Nestlé committed to reduce plastic waste and mitigate climate change

Nestlé has officially inaugurated the Institute of Packaging Sciences, the first-of-its-kind in the food industry, and set as its goal zero net greenhouse gas emissions by 2050.

Environmentally friendly packaging solutions 

The institute is set to develop more environmentally friendly packaging for its products and reduce plastic waste, taking matters into its own hands rather than relying on its suppliers.

Speaking at the inauguration at the company’s research facilities in Lausanne, Switzerland, Nestlé CEO Mark Schneider said, “Our vision is a world in which none of our packaging ends up in landfill or as litter. To achieve this we introduce reusable packaging solutions and pioneer environmentally friendly packaging materials.

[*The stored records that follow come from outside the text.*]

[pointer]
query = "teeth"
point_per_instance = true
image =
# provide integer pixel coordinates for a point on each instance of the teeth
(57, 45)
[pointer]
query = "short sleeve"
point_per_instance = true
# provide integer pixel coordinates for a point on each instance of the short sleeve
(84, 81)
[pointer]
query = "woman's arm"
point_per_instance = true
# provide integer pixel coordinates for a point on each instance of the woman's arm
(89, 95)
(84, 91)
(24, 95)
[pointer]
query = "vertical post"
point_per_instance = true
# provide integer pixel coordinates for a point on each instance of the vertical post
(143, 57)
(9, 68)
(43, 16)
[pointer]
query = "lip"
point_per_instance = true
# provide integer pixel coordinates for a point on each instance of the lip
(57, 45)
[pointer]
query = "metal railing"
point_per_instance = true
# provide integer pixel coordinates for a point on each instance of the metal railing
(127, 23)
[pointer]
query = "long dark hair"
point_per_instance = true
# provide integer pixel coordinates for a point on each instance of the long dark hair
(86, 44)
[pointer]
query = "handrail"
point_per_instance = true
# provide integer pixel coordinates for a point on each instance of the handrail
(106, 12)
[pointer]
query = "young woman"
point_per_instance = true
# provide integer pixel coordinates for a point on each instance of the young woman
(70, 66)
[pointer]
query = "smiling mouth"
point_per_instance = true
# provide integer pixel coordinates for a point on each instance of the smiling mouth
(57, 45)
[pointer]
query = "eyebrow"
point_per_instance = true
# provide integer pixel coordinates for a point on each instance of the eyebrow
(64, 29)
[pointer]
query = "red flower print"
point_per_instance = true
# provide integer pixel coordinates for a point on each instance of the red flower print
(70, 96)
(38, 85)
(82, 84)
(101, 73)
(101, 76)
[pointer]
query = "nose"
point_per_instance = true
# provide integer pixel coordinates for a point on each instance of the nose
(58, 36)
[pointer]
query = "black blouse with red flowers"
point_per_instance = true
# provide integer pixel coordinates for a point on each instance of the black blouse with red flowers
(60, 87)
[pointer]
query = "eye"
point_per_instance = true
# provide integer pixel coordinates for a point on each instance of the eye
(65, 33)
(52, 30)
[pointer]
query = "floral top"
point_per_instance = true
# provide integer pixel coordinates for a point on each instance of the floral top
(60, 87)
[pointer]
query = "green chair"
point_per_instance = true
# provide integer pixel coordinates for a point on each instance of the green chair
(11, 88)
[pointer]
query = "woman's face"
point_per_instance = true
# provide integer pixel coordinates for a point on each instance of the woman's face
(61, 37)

“Furthermore, we support the development of local recycling infrastructure and deposit schemes to help shape a waste-free world. The Nestlé Institute of Packaging Sciences enables us to create a strong pipeline of sustainable packaging solutions for Nestlé products across businesses and markets.”

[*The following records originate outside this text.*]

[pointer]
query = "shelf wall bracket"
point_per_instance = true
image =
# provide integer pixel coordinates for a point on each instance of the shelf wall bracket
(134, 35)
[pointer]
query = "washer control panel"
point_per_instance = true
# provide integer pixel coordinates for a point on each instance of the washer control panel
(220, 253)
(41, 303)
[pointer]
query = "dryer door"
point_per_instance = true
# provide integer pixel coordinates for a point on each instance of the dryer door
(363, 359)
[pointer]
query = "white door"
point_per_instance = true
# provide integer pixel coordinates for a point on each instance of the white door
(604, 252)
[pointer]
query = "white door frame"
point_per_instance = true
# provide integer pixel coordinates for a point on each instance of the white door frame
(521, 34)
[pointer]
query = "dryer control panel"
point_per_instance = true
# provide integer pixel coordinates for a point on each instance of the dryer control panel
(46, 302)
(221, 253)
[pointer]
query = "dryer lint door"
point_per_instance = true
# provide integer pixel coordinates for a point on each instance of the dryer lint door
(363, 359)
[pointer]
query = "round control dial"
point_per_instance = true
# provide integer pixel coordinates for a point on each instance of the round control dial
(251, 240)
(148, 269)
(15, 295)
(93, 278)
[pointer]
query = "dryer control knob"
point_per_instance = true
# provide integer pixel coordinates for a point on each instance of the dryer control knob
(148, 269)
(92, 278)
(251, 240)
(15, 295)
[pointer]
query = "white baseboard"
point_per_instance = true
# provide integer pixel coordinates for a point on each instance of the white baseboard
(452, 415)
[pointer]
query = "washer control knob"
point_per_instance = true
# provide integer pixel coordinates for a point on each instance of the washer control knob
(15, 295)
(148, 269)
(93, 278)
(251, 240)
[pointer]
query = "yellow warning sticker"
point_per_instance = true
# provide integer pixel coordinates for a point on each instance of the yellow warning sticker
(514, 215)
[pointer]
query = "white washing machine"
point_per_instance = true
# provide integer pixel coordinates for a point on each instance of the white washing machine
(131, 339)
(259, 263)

The institute focuses on a number of science and technology areas, such as refillable or reusable packaging, simplified packaging materials, recycled packaging materials, high-performance barrier papers as well as bio-based, compostable and biodegradable materials.

Already Nestlé has developed products in recyclable paper packaging such as the Nesquik All Natural cocoa powder and the YES! snack bars in under 12 months.

Zero net greenhouse gas emissions by 2050

The food and beverage company has also set as its goals zero net greenhouse gas emissions by 2050 and limiting a global temperature rise to 1.5°C (the most ambitious aim of the Paris Agreement).

Ahead of the UN Secretary-General’s Climate Action Summit this month, Nestlé intends to sign the ‘Business Ambition for 1.5°C’ pledge.

To achieve its 2050 ambition, some of the company’s specific actions include: speeding up the transformation of its products in line with consumer trends and choices; scaling up initiatives in agriculture to absorb more carbon; and using 100 per cent renewable electricity in its factories, warehouses, logistics and offices.